As we mentioned earlier, there is a serious consequence of migration on forest fires. The out-migration not only increases the forest area in and around the village but also intrudes on human-nature coexistence. Most if not every household in rural Nepal used to rear cattle. These cattle were cogs for active farmland, rangeland, and forest management.
Some activities triggered by cattle were grazing, fodder and firewood collection, dry leaves collection for bedding materials, forest trial delineation, and landscaping. The aforementioned activities were the reason why local people comprehended forest geography, composition, physiology, and biodiversity. Everything that was collected from forests eventually ended up in farmland in the form of fences, mulch, and manure that contributed to subsistence farming. The whole phenomenon, hence, established a historical linkage between forests and hand-to-mouth affairs in every family in rural Nepal. Therefore, people worshiped auspicious forests in the name of Bankali, Ban Devi, Deurali, Nagasthan, Chautari, etc., and celebrated auspicious days such as Deurali Puja, Jhakri Puja, Deuli Puja, etc. to pay gratitude to forests and nature.
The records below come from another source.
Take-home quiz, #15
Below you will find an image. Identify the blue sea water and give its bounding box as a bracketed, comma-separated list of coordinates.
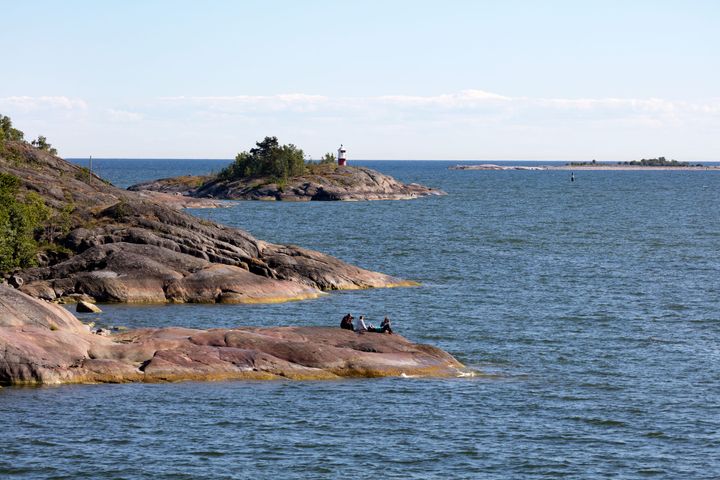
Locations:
[0, 160, 720, 479]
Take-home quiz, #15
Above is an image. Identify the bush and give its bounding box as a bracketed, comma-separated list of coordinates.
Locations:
[0, 114, 25, 143]
[0, 172, 51, 272]
[30, 135, 57, 155]
[320, 152, 337, 165]
[218, 137, 305, 180]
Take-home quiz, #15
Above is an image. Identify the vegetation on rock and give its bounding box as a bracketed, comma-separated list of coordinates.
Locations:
[218, 137, 305, 181]
[618, 157, 702, 167]
[0, 172, 52, 273]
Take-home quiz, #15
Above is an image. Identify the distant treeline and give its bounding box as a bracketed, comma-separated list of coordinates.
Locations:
[568, 157, 703, 167]
[218, 137, 335, 182]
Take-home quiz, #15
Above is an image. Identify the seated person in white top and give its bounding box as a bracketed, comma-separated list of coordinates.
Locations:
[355, 315, 367, 332]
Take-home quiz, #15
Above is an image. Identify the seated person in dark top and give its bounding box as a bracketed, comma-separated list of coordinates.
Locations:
[340, 313, 355, 330]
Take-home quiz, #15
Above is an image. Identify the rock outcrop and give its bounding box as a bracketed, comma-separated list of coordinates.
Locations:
[0, 285, 463, 385]
[129, 166, 445, 201]
[0, 142, 412, 303]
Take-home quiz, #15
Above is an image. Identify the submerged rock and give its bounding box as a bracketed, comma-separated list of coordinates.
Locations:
[0, 285, 463, 385]
[75, 300, 102, 313]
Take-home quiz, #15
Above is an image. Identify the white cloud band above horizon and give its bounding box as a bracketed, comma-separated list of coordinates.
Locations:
[0, 89, 720, 160]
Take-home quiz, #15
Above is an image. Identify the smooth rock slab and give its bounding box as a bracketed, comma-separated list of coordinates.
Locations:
[75, 300, 102, 313]
[0, 286, 464, 385]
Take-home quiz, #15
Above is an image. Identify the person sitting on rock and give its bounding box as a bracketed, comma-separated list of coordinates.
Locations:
[368, 317, 392, 335]
[380, 316, 392, 335]
[355, 315, 367, 333]
[340, 313, 355, 330]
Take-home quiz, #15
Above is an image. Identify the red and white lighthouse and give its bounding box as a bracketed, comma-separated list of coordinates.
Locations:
[338, 144, 347, 167]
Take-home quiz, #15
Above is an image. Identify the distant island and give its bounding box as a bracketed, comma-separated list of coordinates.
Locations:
[128, 137, 445, 201]
[567, 157, 704, 168]
[448, 157, 720, 171]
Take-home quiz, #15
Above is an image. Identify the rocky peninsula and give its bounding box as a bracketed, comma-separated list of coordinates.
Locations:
[128, 165, 445, 202]
[0, 285, 464, 385]
[128, 137, 446, 202]
[0, 140, 413, 303]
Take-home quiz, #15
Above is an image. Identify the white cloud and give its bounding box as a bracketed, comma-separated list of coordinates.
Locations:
[107, 108, 144, 122]
[160, 90, 720, 123]
[0, 96, 87, 111]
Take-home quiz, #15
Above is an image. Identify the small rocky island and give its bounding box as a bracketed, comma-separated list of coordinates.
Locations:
[128, 137, 445, 201]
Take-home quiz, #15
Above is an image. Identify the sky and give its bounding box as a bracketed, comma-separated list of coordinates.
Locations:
[0, 0, 720, 161]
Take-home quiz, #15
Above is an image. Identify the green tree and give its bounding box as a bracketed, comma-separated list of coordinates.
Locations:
[0, 114, 25, 142]
[218, 137, 305, 181]
[320, 152, 337, 165]
[0, 172, 51, 272]
[30, 135, 57, 155]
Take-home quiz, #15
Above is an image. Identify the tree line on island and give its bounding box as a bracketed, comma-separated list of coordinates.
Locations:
[568, 157, 703, 167]
[0, 111, 344, 275]
[218, 137, 337, 183]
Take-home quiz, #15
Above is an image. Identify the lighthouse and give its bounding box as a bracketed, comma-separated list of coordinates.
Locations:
[338, 144, 347, 167]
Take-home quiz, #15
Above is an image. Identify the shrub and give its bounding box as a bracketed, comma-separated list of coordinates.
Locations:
[218, 137, 305, 180]
[30, 135, 57, 155]
[0, 173, 51, 272]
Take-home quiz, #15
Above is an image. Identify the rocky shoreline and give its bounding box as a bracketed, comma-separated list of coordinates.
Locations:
[128, 166, 446, 202]
[0, 142, 416, 303]
[448, 163, 720, 172]
[0, 285, 464, 385]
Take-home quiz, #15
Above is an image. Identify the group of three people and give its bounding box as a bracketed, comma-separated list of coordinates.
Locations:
[340, 313, 392, 334]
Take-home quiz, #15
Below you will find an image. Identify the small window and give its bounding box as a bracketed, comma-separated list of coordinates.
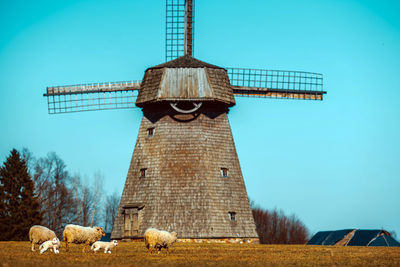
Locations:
[228, 211, 236, 222]
[140, 168, 147, 178]
[221, 168, 228, 178]
[147, 127, 154, 137]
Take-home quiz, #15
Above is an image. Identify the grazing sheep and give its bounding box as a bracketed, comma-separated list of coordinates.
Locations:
[29, 225, 56, 251]
[39, 237, 60, 254]
[90, 240, 118, 254]
[63, 224, 106, 251]
[144, 228, 177, 254]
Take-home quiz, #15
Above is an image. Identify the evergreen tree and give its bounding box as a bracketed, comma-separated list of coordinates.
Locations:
[0, 149, 41, 240]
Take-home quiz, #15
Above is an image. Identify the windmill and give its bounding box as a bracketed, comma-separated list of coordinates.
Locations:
[44, 0, 326, 242]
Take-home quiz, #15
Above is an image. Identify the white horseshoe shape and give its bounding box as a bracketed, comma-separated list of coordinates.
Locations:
[169, 102, 203, 114]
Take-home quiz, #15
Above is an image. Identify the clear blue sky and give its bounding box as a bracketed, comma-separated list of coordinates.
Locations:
[0, 0, 400, 238]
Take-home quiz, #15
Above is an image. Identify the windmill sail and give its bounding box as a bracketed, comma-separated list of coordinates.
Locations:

Given the cultural structure and composition of rural communities, traditional beliefs and norms had a strong influence on forest management. And then the migration started. Migration, for various significant reasons, enabled poverty reduction, changed the socio-economic activities and livelihood patterns of villages, shuffled the demographic structure, and broke off the traditional land-use motif. Eventually, the inevitable lack of manpower, willpower, and reasons for active intervention in forests led to reduced active forest management in community forests.
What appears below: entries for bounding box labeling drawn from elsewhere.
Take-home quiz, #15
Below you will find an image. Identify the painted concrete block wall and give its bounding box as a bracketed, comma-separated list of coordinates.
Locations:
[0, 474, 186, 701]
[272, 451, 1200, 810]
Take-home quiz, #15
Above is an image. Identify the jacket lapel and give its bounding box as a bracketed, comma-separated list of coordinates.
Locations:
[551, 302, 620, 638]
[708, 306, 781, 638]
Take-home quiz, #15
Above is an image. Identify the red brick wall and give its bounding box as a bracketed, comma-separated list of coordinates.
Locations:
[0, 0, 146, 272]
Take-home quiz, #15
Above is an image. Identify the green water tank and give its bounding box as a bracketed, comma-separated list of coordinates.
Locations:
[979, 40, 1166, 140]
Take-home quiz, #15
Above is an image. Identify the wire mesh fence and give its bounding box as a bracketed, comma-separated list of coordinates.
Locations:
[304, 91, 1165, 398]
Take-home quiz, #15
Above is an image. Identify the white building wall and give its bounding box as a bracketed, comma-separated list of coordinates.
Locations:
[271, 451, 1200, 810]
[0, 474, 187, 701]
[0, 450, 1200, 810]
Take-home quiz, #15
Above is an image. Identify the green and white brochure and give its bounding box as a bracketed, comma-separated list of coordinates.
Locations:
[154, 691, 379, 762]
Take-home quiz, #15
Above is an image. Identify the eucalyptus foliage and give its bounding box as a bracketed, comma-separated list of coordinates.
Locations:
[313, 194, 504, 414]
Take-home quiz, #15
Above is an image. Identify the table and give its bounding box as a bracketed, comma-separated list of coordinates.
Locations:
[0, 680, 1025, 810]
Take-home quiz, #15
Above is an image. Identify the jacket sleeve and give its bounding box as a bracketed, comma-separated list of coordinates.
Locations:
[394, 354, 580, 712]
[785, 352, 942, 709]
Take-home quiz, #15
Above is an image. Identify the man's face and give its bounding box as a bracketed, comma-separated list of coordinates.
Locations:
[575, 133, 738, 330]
Anyway, when life gives us lemon, we ought to make lemonade. The forest rehabilitation is the consequent lemonade here. We should perform post-fire salvage operations to harvest economically valuable timber and non-timber products before they are exposed to climatic and pathological attacks. All the woods that had their crown, branches, and bark burnt could still have some salvageable wood left on them. The salvage operation also opens space and circumstances for regeneration. In addition, we should also be aware that if we fail to regenerate, weeds and invasive species can call the forest floor their new home.
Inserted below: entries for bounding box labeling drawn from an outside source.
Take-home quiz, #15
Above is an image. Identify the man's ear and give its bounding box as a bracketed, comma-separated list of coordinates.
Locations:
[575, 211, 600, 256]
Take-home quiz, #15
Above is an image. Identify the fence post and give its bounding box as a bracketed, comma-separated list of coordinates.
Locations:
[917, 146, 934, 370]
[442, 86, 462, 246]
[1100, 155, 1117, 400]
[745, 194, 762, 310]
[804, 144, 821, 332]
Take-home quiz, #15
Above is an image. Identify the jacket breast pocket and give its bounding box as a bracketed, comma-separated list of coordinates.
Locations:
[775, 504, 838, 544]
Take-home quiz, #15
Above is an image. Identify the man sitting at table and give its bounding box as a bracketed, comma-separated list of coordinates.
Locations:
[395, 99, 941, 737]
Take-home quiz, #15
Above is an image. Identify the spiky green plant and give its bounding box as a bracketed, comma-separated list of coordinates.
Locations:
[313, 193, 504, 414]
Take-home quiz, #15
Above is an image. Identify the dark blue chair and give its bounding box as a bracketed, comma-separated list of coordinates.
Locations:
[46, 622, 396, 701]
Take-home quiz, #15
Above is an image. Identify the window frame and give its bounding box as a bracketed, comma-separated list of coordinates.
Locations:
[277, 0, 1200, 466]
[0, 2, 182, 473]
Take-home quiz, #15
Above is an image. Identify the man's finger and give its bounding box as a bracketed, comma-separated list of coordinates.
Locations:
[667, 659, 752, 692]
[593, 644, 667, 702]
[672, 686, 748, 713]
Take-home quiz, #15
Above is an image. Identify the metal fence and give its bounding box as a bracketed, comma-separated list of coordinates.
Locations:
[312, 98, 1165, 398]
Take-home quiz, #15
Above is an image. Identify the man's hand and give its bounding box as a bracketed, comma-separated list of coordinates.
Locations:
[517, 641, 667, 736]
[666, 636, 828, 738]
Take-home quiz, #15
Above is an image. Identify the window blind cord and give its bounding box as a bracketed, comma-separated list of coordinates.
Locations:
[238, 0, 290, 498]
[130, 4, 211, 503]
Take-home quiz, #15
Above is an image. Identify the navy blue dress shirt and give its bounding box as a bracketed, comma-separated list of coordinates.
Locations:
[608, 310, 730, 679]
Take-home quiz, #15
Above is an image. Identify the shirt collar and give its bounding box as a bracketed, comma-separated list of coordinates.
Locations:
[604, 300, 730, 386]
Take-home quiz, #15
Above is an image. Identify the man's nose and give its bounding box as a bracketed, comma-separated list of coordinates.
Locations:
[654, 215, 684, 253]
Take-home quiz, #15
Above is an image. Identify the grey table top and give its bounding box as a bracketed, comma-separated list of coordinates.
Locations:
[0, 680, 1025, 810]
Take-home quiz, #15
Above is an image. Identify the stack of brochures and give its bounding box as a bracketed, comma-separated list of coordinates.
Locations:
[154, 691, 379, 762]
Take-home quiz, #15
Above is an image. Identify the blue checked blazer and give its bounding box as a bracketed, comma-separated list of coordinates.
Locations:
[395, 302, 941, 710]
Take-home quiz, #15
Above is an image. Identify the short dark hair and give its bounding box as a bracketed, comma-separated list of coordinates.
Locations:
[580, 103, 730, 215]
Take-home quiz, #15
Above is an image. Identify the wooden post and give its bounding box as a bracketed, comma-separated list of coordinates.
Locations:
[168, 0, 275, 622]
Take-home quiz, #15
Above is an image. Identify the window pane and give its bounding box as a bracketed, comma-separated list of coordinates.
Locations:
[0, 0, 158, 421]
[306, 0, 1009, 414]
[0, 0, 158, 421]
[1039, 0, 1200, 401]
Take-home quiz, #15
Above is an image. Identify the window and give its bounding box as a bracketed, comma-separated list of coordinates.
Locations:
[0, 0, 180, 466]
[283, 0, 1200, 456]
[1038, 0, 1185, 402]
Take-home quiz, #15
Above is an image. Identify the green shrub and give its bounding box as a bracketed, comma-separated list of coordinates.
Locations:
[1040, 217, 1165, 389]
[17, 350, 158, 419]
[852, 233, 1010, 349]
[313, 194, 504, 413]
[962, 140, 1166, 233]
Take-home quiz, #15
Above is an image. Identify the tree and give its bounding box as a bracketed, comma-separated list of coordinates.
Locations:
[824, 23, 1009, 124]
In the end, fire predictions, early fire warnings, and smoke detection systems are some important mechanisms to contain the fire and limit its spread. Science has evolved extravagantly in the past few years and has moved the early detection system from terrestrial to air-based and satellite-based systems eventually resulting in extensive, prompt, precise, and reliable information. There are technologies like unmanned aircraft vehicles (UAV) for fire predictions and vulnerability mapping. UAVs, famously known as Drones, can do much more than feature on Instagram. The use of Nepali satellites for the study and management of disasters has already been realized at the government level for a while now. However, it will take time to execute the realization into practice.
Meanwhile, NepaliSat-1 and SanoSat-1 have triggered a hopeful question; whether the use of satellite-based systems for real-time fire detection, monitoring, severity mapping, and risk assessment would be possible with Nepali technology?